I sit on the edge of the bed to take my high heels off, rubbing the soles of my feet while I consider how I want to answer.

No one knows why I have so much hatred towards that man. I’ve kept it quiet, hidden, hoping to deal with it on my own.

A sift sigh escapes my lips.

“There is nothing apart from what you know,” I say, feeling the lie stain my heart in some way.

I don’t want to lie to Benedikt. But what choice do I have?

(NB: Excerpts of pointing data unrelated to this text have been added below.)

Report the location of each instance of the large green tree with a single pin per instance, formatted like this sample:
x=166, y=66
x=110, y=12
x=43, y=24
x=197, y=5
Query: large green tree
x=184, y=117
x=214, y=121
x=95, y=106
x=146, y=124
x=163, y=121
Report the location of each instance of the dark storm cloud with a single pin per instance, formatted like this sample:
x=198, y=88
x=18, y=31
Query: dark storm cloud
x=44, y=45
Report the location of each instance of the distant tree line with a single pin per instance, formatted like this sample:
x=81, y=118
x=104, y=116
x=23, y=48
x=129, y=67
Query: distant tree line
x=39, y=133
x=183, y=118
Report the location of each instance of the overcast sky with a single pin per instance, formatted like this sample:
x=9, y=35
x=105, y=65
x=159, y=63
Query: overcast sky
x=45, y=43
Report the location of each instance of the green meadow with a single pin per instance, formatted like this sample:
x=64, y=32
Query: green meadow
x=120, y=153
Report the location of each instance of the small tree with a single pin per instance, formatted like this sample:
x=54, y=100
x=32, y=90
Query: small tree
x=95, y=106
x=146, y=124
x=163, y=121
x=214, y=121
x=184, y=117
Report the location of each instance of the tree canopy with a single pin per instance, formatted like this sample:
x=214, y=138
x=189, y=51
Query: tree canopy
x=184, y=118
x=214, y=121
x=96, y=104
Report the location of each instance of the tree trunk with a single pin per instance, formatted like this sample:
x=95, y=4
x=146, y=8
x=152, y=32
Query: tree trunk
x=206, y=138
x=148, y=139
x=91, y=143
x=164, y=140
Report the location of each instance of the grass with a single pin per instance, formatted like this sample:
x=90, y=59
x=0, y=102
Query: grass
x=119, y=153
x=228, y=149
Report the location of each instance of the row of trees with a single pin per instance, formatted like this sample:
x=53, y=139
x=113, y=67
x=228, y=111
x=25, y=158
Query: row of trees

“Ulyana, if there is something going on that I should know about, you can tell me,” he says, stepping closer to me and reaching out to touch my face as he looks down at me with caring, gentle eyes. But in those eyes, I see a hidden current; he can see I’m not telling him everything.

I bite my lip and shift my eyes off him.

“Miron tried to kill my brother,” I say. It’s the truth. That alone is enough reason to hate someone.

Benedikt sighs loudly and steps back, nodding.